Why I laughed when my daughter lost her eye
By Gwen S.
To say the least, the world of prosthetic eyes has invoked experiences that I never could have imagined, even in my wildest dreams.
We, like many of you, have had to learn new terminology and learn how to raise a well-rounded blind child (and in our case, well-rounded siblings too).
So I would say life is a smidge different than the original blue-print.
Yes, different. And not so much because of the drama of explaining to people that Ivey does not actually have eyes (she has bilateral anophthalmia), but more so learning to laugh, when we can, in the oddest situations that we tend to find ourselves in because of her eyes, or lack thereof.
I remember our first visit to the ocularist. I do not know about your experience with doctors, but ours was a little rough around the edges! Ivey was only weeks old and there we found ourselves sitting in this office that we never knew existed waiting on this person to come out to meet us and give us a set of eyes!
Emotional does not quite cover it. The actual moment of meeting the ocularist was worse than anything I could possibly have imagined. Now do not laugh, but of course at the time I was still trying to figure out just how someone actually wants to make fake eyes for a living. Obviously, it was not an area I had ever put thought into.

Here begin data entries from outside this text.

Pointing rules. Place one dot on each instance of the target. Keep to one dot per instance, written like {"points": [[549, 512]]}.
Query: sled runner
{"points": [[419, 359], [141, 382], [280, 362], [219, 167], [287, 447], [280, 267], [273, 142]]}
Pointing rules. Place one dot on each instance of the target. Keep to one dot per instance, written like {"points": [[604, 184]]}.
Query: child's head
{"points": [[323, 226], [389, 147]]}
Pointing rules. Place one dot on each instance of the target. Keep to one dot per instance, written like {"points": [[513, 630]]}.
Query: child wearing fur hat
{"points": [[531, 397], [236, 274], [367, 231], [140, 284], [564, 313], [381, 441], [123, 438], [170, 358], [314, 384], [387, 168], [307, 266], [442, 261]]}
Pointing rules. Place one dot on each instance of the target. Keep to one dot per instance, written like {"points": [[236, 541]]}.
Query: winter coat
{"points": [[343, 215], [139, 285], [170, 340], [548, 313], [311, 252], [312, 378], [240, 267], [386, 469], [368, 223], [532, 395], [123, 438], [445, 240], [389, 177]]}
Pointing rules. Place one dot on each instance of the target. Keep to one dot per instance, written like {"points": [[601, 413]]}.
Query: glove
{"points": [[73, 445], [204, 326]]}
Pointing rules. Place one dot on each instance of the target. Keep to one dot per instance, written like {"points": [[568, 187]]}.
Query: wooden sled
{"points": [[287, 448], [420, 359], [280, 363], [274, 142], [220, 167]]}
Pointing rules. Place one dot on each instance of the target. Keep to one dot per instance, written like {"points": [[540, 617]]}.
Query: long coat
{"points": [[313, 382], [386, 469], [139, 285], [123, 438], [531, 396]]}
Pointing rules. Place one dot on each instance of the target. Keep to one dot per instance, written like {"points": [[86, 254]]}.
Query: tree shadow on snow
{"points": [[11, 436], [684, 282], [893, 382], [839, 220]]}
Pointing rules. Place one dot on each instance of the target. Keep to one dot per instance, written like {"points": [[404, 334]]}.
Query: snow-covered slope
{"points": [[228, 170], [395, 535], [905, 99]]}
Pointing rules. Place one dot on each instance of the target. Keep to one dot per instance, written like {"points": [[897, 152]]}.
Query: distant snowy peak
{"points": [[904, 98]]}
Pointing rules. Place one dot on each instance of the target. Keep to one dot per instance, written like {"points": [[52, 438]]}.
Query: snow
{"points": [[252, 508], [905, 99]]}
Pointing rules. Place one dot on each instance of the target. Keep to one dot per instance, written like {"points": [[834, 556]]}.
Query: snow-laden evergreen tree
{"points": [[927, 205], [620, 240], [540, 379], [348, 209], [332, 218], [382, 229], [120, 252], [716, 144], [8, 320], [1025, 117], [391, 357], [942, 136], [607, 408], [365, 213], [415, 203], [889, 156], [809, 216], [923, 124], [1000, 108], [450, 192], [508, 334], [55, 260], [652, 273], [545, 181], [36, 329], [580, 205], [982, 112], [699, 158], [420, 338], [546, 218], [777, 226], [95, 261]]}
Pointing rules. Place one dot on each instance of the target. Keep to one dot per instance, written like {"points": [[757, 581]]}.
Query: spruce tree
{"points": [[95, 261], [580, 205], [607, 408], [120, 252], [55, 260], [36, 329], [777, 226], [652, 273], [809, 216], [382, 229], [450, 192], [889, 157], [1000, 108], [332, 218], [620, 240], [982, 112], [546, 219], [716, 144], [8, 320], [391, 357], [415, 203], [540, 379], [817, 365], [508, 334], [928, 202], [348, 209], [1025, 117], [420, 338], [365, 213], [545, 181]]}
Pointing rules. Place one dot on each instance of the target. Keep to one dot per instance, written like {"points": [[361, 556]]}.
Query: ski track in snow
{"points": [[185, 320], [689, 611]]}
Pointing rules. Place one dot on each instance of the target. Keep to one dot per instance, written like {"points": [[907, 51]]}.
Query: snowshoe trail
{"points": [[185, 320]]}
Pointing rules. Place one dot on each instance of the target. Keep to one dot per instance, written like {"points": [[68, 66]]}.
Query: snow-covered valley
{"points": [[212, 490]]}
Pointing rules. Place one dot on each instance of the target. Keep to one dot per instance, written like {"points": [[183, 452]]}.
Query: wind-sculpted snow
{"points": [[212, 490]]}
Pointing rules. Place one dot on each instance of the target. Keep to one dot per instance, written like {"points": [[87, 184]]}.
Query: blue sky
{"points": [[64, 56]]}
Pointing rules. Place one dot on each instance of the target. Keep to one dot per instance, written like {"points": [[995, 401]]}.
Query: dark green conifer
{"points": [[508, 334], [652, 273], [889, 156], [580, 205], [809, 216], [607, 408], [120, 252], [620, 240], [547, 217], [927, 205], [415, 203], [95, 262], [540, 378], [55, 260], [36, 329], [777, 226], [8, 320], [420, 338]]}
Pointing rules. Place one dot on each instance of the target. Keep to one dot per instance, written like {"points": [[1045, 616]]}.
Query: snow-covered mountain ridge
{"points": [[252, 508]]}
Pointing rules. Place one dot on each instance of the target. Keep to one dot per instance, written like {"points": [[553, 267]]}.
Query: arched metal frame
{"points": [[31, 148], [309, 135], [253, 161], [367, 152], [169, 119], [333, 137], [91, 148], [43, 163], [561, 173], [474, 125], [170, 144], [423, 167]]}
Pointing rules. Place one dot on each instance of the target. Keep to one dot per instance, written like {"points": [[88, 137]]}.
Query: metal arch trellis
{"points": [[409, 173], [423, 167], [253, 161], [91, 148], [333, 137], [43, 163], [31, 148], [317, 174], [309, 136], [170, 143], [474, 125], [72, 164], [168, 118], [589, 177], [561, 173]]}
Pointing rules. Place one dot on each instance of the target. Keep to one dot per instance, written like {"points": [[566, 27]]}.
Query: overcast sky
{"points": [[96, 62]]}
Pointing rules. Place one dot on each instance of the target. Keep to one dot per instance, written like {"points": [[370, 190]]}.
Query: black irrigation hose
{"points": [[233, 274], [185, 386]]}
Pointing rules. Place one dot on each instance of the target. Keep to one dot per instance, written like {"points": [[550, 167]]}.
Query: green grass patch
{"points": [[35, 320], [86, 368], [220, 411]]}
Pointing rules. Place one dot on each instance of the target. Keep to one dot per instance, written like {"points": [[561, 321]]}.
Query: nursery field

Anyhow, a man welcomed us into this office and began talking, but all I heard was the sound of the teacher in the Peanuts talking: “Wankkkk. Wankkkk. Wankkkk…..” I was traumatized. He was beaming at photos of people he had made eyes for; all the while I was petrified.
He even pointed out a picture of a horse he had made an eye for. Somewhere in the conversation he lifted his closed fist to me, I offered out my open hand, and then about five little eyes dropped into to my hand to only stare back at me. Needless to say the meeting was over for me. Yet we still went home with a set of conformers. Looking back, I can only laugh at the irony of the situation. I should have gotten a sense of humor sooner.
There are countless stories about Ivey’s eyes that we joke about, and only in good humor, but none makes us more proud than relating ‘The Elevator Story’. To make a long story short, Ivey does not like to wear her eyes. Therefore, she literally plucks them out whenever possible. Imagine an eye falling in between the floor and the elevator, which happens to be about an inch wide, if that, down the elevator shaft from the third floor. Sounds impossible, yet it is. When it happened we laughed, those who did not know us must have thought we were nuts. Imagine explaining to security that you need to go down to the basement to find an eye in the elevator shaft. Obviously, that takes some explaining on your part and an imagination on their part.
Apparently, for those who do not have children with bilateral anophthalmia or microphthalmia, that particular situation is one deserving of sad tears. Needless to say, we laughed until we cried.
Ivey has not worn her eyes in over a month now. Like I said, she is plucking them out left and right, day and night. On top of that she is putting them in her mouth and chewing on them like bubble gum. So after a long battle, we put them in a drawer until a later time.
Last night I opened the box they are kept in just to take a peek at her beautiful green eyes. I miss them sometimes. Imagine my surprise when there was only one. So now we are down to one eye, and so far no chance of finding the other. All of which has nothing to do with the current topic, except to think that somewhere there has to be a funny story just biding its time.
My point is… sometimes you just have to laugh. We need not always take things so seriously. In between IEPS, therapies, specialist, etc, our children’s lives revolve around serious people; it’s our job as their parents to laugh, to teach them to laugh. Most importantly, sometimes we need to laugh.